Keita Suzuki 鈴木 啓太

Personal information
- Full name: Keita Suzuki
- Date of birth: 8 July 1981 (age 44)
- Place of birth: Shizuoka, Shizuoka, Japan
- Height: 1.77 m (5 ft 9+1⁄2 in)
- Position: Midfielder

Youth career
- Shimizu FC
- Tokai University Daiichi Junior High School
- 1997–1999: Tokai University Daiichi High School

Senior career*
- Years: Team / Apps / (Gls)
- 2000–2015: Urawa Reds / 379 / (10)

International career
- 2006–2008: Japan / 28 / (0)

Medal record
Urawa Reds
| Winner | AFC Champions League | 2007 |
| Winner | J1 League | 2006 |
| Runner-up | J1 League | 2004 |
| Runner-up | J1 League | 2005 |
| Runner-up | J1 League | 2007 |
| Runner-up | J1 League | 2014 |
| Winner | J.League Cup | 2003 |
| Runner-up | J.League Cup | 2002 |
| Runner-up | J.League Cup | 2004 |
| Runner-up | J.League Cup | 2011 |
| Runner-up | J.League Cup | 2013 |
| Winner | Emperor's Cup | 2005 |
| Winner | Emperor's Cup | 2006 |
| Runner-up | Emperor's Cup | 2015 |
Representing Japan
Asian Games
| Silver medal – second place | 2002 Busan | Team |

= Keita Suzuki (footballer, born 1981) =

Japanese association football player

Keita Suzuki (鈴木 啓太, Suzuki Keita) is a former Japanese football player. He played for the Japan national team.

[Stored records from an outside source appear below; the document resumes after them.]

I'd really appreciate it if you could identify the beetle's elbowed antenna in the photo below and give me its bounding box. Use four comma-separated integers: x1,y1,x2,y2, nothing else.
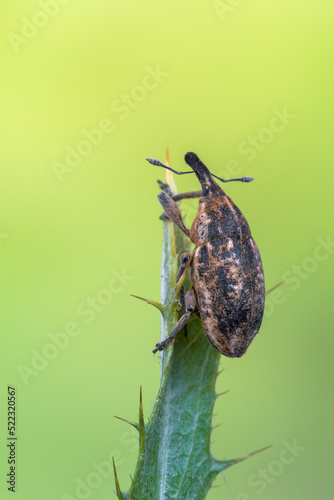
146,158,194,175
146,153,254,182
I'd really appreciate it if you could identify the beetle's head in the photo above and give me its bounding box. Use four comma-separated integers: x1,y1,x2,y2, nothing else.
184,153,221,196
184,153,202,172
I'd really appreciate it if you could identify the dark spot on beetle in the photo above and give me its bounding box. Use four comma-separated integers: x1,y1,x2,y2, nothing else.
199,245,209,264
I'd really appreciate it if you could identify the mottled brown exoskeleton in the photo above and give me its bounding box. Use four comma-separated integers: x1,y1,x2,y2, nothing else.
148,153,265,358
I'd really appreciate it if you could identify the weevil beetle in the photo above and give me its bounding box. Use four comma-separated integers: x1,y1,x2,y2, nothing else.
147,153,265,358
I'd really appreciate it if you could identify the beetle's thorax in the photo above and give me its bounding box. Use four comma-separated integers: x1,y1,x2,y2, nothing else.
190,192,251,246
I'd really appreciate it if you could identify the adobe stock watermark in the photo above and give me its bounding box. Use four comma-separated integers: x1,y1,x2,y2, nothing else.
264,234,334,317
17,269,134,386
51,64,169,182
236,439,306,500
216,106,297,179
7,0,71,54
212,0,244,21
60,427,139,500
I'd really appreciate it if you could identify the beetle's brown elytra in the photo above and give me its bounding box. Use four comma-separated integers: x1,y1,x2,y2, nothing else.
148,153,265,358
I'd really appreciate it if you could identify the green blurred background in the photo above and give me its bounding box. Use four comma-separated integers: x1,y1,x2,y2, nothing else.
0,0,334,500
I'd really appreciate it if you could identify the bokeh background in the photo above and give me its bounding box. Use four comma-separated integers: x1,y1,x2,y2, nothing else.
0,0,334,500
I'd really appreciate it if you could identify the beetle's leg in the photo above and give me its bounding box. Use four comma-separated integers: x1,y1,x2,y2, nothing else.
158,192,189,238
177,285,186,312
153,287,196,352
176,253,191,312
158,186,203,220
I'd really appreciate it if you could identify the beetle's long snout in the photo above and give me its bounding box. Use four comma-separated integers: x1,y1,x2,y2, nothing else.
184,153,222,196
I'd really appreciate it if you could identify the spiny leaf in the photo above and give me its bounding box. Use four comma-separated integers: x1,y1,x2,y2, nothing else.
130,293,166,314
114,415,139,432
112,457,124,500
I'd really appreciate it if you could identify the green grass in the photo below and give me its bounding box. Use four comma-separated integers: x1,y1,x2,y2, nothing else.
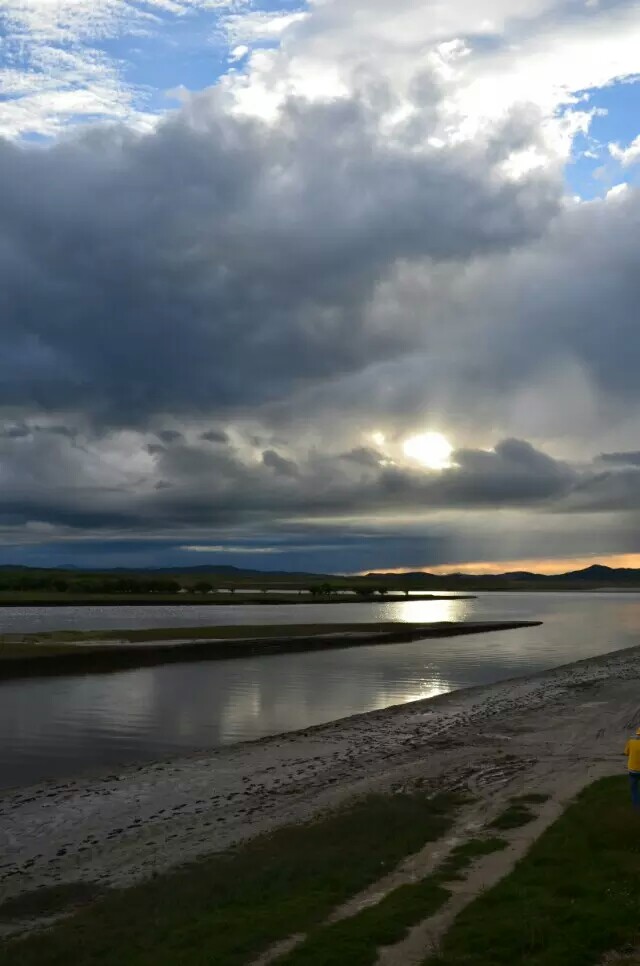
425,777,640,966
0,793,462,966
277,838,507,966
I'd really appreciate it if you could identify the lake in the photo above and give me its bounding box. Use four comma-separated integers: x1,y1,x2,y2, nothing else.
0,593,640,788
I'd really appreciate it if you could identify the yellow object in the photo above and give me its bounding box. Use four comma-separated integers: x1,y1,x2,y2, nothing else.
624,738,640,771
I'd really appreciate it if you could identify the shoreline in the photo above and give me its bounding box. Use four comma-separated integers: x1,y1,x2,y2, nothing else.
0,589,476,610
0,646,640,901
0,621,542,682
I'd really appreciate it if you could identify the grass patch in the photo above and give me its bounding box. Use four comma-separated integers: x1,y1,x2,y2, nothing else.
278,838,507,966
0,882,104,921
427,777,640,966
0,794,462,966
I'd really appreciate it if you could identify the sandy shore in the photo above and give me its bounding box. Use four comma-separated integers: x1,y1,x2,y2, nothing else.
0,647,640,901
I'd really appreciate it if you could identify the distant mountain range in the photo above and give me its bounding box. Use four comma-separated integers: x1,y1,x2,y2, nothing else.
367,564,640,587
0,564,640,589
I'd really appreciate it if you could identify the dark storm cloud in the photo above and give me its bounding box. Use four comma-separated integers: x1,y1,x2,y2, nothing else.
156,429,184,444
598,450,640,466
200,429,229,443
0,83,560,432
262,449,299,477
0,437,592,533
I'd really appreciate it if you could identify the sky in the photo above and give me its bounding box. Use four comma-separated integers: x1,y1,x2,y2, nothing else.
0,0,640,573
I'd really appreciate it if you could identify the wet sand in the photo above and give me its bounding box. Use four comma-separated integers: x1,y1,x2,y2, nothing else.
0,648,640,916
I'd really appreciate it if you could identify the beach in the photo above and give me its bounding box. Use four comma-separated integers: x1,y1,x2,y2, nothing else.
0,647,640,916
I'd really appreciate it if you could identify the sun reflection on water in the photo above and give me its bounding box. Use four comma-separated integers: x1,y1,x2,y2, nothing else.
380,598,473,624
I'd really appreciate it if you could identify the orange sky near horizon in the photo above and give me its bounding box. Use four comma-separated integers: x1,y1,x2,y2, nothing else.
363,553,640,575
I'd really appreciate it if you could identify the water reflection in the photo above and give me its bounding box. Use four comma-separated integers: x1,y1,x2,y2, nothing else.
378,600,473,624
0,594,640,786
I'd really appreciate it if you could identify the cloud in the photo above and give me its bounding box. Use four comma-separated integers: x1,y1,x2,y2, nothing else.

He is a cousin of Koki Mizuno. His wife is Japanese actress Hiroko Hatano.

==Club career==
After graduating from Tokai University Shoyo High School, he joined J2 League side Urawa Reds in 2000. His first professional appearance came in an Emperor's Cup match against Honda Lock SC on 3 December 2000. He broke into Urawa's first team in 2001 and became a mainstay in midfielder. He contributed to the club winning the J1 League championship in 2006 and was chosen as one of the 2006 J.League Best XI. In 2007, the club won the champions AFC Champions League and the 3rd place Club World Cup. He was also elected Japanese Footballer of the Year award. Although he played many matches every seasons, he lost opportunity to play in 2015. In October, he announced that he would be leaving his only club at the end of that season. After the last game of 2015 regular season in November, he announced his retirement from football.

==National team career==
Suzuki was captain for Japan U-23 national team throughout the 2004 Summer Olympics Qualifiers. However, he was not included in the final squad for the 2004 Summer Olympics as manager Masakuni Yamamoto favoured overage player Shinji Ono.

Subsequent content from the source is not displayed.